Cover: Gian Carlo Fusco, "Die Unerwünschten. Als Amerika die Mafia nach Hause schickte"© Berenberg Verlag
Einige von ihnen hatten bei der Landung der Alliierten auf Sizilien ihre Finger im Spiel, andere schlugen sich in der fremd gewordenen Heimat als Eiskonditoren oder Handlanger durch. Eines teilten die Ex-Ganoven: die Neigung, ihre finstere Vergangenheit nach einigen Gläsern Whiskey zu glorifizieren.
Der Journalist Gian Carlo Fusco, 1915 in La Spezia geboren, ausgestattet mit einem Faible für die Unterwelt und ein glänzender Stilist, begab sich in den 40er-Jahren in die Gesellschaft dieser "Profiarbeiter der Gewalt" und ließ sich ihre Geschichten erzählen. Das Ergebnis sind schillernde Porträts einer unbekannten Spezies. Ein ganz anderes Italien-Buch!
Gian Carlo Fusco: Die Unerwünschten. Als Amerika die Mafia nach Hause schickte.
Berenberg Verlag, Berlin
149 Seiten, 20 Euro
(Rezensiert von Maike Albarth)
Anfang der 60er-Jahre begannen aufgrund der Luftverschmutzung und, vor allem auf dem Land, aufgrund der Verschmutzung des Wassers die Glühwürmchen zu verschwinden. So lautet eine der wesentlichen Stellen in Pasolinis Aufsatz über die Glühwürmchen. Der Schriftsteller, Regisseur und kulturkritische Essayist beschäftigte sich in seinen Schriften aus den Jahren 1968 bis 1975 – es waren die Wirtschaftswunderjahre in Italien - mit dem Kapitalismus.
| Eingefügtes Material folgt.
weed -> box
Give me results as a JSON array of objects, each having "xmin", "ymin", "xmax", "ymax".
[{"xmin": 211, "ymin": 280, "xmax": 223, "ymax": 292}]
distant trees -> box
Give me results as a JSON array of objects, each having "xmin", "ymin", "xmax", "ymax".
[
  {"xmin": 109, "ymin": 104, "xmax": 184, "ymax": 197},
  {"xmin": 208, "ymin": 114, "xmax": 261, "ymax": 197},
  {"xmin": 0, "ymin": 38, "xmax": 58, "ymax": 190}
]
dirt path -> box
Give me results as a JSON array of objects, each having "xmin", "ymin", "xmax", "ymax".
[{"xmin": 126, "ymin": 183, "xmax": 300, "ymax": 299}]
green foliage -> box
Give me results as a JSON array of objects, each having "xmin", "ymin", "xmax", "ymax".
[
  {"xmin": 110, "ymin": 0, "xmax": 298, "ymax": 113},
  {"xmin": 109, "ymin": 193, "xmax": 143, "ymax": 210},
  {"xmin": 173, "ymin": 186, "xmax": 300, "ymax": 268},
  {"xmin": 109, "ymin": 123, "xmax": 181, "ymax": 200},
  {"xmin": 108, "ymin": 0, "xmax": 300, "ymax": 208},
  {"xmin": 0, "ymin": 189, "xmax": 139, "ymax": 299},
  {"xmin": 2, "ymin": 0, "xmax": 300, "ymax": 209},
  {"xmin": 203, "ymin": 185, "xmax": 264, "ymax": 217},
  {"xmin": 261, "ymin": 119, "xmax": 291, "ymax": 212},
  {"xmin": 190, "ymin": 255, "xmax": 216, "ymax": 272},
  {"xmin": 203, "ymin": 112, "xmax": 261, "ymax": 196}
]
Cover: Giorgio Galli, "Pasolini. Der dissidente Kommunist"© Laika Verlag
Pasolini beklagte nicht nur das Verschwinden der Glühwürmchen, sondern auch den Untergang der Kultur des Volkes und damit das Verschwinden von Werten, die das menschliche Zusammenleben regelten. Er beklagte die generelle Anpassung aller gesellschaftlichen Schichten an das neue Wirtschaftssystem.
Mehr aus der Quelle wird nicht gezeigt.